Liz Curtis Higgs | posted 9/12/2008 09:20AM
 1 of 3

On paper, it sounded like heaven: Ten days in bonnie Scotland, one for each year of our marriage. Just us and no kids, like a honeymoon without the jitters. We'd seen Braveheart, we'd read Robert Burns, we were ready.
Eight hours on a plane later, we found out why they call it "jet lag." Our bodies were in Great Britain, but the rest of us was lagging somewhere over Greenland.
And first task? To stuff our exhausted, bleary-eyed bodies into a tiny rental car, get behind the wheel on the right side of the car, and drive down the wrong side of the road. Well, wrong to us. Very right to the Scots, and in fact, the only safe option. It was soon easy to pick out the other Americans—they were the ones using turn signals.
I drove; Bill navigated. Correction: I hyperventilated and Bill worked with a map the size of a tablecloth in a car no bigger than a breadbox. On our first honeymoon, in North Carolina, we'd had a few minor disagreements about where to eat or when to stop for a stretch break. Now, ten years later, the stakes were much higher—we had what the Scots call an "argle bargle" over which road would get us out of the airport, for heaven's sake.
"It's that way!" I insisted.
"Stay in the right lane! I mean, the correct lane. No, the left lane!" Bill barked back.
Peace returned when we spotted a sign marked "Way Out," the first of many directives that had us doing double takes. The yield sign read "Give Way," a roadside trash barrel became a "Refuse Tip," and highway construction was announced with a simple "!" We were less certain about the sign that commanded, "Litter Please;" and the enigmatic "Heavy Plant Crossing," which suggested a large, leafy ficus dragging itself across the pavement. Then there was the petrol station sign that warned "No Naked Lights." Certainly not, even if we are married.

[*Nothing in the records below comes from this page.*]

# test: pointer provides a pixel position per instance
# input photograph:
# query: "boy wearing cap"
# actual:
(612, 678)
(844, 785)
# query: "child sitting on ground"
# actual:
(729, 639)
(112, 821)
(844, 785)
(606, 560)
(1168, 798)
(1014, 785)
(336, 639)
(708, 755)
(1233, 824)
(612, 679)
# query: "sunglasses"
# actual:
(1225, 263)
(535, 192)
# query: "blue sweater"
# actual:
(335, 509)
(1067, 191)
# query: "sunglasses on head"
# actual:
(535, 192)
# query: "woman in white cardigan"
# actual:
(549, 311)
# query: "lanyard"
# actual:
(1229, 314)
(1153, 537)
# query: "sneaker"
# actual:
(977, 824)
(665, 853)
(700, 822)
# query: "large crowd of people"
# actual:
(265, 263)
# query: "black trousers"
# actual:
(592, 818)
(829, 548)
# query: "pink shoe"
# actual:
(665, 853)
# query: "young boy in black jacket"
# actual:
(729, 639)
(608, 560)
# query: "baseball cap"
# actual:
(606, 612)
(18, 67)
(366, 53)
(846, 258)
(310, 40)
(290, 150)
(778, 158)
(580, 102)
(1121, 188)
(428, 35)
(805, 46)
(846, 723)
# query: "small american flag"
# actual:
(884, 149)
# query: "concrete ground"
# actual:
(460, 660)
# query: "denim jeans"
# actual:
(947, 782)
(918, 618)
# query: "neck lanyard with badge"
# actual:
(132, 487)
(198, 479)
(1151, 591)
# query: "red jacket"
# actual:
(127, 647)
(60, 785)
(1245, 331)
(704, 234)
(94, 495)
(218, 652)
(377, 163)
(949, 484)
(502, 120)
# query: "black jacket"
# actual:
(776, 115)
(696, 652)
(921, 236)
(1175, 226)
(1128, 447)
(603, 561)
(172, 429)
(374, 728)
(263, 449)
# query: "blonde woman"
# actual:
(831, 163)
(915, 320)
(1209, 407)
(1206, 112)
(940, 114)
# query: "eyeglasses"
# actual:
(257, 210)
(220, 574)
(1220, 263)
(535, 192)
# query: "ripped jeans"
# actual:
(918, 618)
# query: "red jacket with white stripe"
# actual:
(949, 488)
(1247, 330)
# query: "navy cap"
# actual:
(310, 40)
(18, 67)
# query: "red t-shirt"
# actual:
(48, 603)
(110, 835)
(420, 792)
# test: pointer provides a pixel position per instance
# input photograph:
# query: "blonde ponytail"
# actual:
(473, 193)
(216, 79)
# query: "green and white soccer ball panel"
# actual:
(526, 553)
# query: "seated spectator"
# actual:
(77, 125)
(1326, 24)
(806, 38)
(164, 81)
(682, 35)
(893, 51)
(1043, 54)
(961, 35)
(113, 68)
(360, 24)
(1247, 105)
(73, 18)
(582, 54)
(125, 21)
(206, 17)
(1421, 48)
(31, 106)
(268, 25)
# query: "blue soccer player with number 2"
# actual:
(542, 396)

Driving along the A-75 into Dumfries, we were so taken with the pastoral scenery and the Solway Firth (a scenic bay) stretched to our south, that we hardly spoke at all. On our honeymoon, we'd read aloud every sign to one another and chatted constantly, trying to take in both our surroundings and the strange and wonderful reality of marriage. Now that our relationship was even stranger and more wonderful, we often communicated silently, holding hands. A gentle squeeze meant "I love you." A tender tap meant "Don't miss what's out the window." A soft caress meant "Only six hours 'til bedtime." A sudden grip meant "Don't hit the sheep!"
Sheep rule in Scotland. The edge of town wasn't marked by convenience stores and car dealerships, just sheep grazing in the fields, by the fence, on the road, under our car. Because we got so very close to these beasts, we discovered that, rather than branding their sheep, the Scots spray paint them. Picture a fluorescent red design on the south end of a northbound sheep. It looked like sheep graffiti.